Toutes les chansons datent d’il y a deux ou trois ans. Beaucoup de gens vous disent que le temps permet de soigner les blessures. Sur le moment, on se dit : « Mon œil. » Mais en fait c’est vrai, ça marche. Je vais beaucoup mieux aujourd’hui.
Votre album a été piraté en janvier, ce qui vous a obligé à anticiper sa sortie. Quelle a été votre réaction ?
C’était difficile d’attendre deux ou trois mois : la seule chose que nous avions à faire, c’était de sortir l’album. D’une certaine façon, j’ai eu de la chance, parce que l’album était déjà mastérisé quand la fuite a eu lieu.
Mais, désormais, avec Internet, nous devons être capables de nous adapter. Nous avons eu quinze ans pour nous y préparer. Pourtant, il y a encore parfois dans l’industrie du disque beaucoup de bureaucratie et des infrastructures préhistoriques. J’aimerais que le système soit plus réactif. Quand un musicien a terminé son album, il a juste envie de le partager et les gens veulent juste l’écouter.
La rétrospective que vous consacre actuellement le MoMA a été un projet de longue haleine. Il paraît que le conservateur du musée, Klaus Biesenbach, vous avait contactée dès 2000 à propos de cette idée.
Je ne me souviens pas que cela remonte si loin. C’était peut-être une plaisanterie de sa part. Il a commencé à m’en parler concrètement il y a environ cinq ans. Puis, deux ans plus tard, j’ai évoqué le sujet avec mon ami Antony Hegarty, qui m’a encouragée. Le problème est que les musées ne s’intéressent pas beaucoup au son et, quand ils le font, c’est avec des enceintes de mauvaise qualité.
A l’inverse, je vais dans des festivals où il y a des enceintes incroyables, les meilleures du monde, hautes comme des gratte-ciel et, en même temps, il y a des images en arrière-plan avec des définitions très imprécises. Le visuel passe au second plan, pour laisser la musique au premier plan. Mais très vite les choses ont été claires avec Klaus Biesenbach : si l’on se lançait dans ce projet, il fallait avant tout privilégier le son. La question était de savoir comment accrocher la musique aux murs.
Vous avez sorti votre premier album à 12 ans.
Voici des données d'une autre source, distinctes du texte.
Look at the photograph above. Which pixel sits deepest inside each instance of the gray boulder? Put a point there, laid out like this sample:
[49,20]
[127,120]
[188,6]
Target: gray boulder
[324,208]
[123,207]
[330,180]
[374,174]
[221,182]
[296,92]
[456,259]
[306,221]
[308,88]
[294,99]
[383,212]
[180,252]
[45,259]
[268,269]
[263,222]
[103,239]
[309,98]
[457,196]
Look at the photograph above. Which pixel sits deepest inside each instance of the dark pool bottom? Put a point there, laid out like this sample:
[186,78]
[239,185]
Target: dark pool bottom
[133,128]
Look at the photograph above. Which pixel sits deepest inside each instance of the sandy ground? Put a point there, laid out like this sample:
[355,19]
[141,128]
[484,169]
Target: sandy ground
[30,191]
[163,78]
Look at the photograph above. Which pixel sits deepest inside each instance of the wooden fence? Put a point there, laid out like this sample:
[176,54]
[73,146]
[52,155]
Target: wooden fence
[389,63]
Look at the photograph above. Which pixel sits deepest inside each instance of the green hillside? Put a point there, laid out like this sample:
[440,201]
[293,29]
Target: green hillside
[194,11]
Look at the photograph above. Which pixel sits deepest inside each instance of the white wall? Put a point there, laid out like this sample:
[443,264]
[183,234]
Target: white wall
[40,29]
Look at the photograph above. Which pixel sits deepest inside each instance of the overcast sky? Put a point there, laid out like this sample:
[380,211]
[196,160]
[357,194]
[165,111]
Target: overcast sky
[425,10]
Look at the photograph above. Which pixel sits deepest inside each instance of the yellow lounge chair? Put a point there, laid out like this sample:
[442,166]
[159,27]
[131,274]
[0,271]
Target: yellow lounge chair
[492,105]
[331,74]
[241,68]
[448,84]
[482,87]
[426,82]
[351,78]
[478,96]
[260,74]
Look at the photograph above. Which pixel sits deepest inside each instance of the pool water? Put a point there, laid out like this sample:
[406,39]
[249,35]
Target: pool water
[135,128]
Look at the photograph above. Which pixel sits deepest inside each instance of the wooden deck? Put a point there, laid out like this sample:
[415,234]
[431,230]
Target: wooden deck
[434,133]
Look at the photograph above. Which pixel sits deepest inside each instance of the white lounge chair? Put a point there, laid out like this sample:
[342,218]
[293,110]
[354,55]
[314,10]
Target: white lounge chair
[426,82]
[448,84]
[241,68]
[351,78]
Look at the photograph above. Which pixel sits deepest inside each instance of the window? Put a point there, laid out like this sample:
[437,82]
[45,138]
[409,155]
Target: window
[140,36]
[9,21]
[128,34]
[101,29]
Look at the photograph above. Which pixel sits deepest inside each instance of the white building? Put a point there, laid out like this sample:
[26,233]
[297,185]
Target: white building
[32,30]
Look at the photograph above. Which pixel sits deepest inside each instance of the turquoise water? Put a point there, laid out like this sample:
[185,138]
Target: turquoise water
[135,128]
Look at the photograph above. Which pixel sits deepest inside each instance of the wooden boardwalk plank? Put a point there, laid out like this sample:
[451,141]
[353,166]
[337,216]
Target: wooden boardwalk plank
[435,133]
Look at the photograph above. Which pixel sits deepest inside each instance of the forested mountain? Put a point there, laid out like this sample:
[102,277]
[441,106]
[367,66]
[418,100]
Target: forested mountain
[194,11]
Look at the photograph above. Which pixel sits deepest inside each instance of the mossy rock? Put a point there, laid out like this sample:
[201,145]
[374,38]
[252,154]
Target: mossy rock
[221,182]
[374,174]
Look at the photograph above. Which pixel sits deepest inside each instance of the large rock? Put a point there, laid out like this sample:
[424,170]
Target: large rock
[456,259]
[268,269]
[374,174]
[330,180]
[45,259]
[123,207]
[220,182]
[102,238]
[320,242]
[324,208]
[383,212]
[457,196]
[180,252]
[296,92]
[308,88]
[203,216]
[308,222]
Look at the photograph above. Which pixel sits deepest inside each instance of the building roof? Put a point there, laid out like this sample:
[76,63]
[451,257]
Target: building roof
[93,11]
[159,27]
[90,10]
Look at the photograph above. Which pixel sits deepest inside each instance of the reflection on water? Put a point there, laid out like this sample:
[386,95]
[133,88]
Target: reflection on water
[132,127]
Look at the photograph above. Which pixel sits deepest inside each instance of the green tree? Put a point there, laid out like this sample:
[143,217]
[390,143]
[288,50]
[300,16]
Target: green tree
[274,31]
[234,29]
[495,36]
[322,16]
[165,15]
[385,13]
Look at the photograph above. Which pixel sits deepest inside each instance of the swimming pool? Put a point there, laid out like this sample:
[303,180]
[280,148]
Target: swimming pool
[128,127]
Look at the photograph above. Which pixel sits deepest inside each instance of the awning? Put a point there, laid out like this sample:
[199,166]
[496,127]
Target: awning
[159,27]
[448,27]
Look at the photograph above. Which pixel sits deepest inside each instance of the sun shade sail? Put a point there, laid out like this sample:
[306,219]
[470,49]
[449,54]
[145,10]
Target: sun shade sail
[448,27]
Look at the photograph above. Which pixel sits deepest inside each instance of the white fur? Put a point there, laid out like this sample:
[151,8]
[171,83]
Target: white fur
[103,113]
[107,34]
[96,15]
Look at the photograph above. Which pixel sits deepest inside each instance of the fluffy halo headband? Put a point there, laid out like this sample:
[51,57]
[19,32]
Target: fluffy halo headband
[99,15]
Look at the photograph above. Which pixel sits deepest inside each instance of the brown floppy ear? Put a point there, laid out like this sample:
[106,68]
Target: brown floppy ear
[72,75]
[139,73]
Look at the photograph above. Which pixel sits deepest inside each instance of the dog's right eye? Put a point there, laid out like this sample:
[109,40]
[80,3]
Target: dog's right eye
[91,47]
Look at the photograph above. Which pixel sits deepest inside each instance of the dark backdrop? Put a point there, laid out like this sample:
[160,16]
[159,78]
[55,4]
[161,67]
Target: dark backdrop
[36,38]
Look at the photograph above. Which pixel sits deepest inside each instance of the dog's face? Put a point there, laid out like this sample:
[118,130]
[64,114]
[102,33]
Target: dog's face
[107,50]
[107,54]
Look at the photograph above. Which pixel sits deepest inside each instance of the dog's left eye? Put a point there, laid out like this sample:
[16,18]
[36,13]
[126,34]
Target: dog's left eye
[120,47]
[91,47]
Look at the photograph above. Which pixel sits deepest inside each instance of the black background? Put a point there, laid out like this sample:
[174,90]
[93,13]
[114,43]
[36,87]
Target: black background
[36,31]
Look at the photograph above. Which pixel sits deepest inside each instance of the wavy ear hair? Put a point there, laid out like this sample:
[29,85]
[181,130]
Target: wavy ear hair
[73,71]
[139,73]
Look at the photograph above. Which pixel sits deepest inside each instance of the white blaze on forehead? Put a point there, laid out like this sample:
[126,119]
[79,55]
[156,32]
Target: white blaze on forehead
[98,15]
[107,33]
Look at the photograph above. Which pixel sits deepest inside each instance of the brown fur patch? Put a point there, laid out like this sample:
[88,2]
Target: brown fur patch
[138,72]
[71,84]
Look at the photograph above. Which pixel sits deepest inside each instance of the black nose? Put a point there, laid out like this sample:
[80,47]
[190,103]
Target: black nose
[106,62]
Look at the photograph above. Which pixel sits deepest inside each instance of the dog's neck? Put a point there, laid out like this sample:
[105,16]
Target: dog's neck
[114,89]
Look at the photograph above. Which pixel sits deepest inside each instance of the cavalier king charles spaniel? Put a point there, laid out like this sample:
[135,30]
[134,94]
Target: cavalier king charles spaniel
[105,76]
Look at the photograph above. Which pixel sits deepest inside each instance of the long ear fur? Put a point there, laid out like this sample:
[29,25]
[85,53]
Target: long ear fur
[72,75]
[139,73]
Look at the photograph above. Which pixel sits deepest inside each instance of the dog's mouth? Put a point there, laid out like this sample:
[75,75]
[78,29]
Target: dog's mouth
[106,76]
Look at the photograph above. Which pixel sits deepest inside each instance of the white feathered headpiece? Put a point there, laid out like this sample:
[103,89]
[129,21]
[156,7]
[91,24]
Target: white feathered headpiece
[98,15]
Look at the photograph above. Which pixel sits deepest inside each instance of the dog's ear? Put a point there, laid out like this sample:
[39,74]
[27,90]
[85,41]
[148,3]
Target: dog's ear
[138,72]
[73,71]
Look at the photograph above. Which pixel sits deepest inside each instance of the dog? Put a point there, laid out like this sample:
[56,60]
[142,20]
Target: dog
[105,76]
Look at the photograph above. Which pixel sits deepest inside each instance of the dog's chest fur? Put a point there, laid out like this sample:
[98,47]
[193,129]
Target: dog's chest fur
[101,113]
Vous en avez aujourd’hui 49. Combien de Björk se sont succédé au cours de votre carrière ? Ou bien avez-vous le sentiment d’avoir toujours été la même ?
[Sourire.] Je crois que les deux hypothèses sont exactes. Pour chacun de nous, plusieurs existences se succèdent comme enfant, comme amante ou comme mère. Et de nouveaux rôles m’attendent lorsque je serai vieille. Mais ce n’est pas parce que l’on change qu’on ment. Les personnages que je joue dans mon travail sont plus des outils pour incarner ces différentes phases du cours de la vie, mais il ne faut pas les prendre au pied de la lettre, il y a une continuité.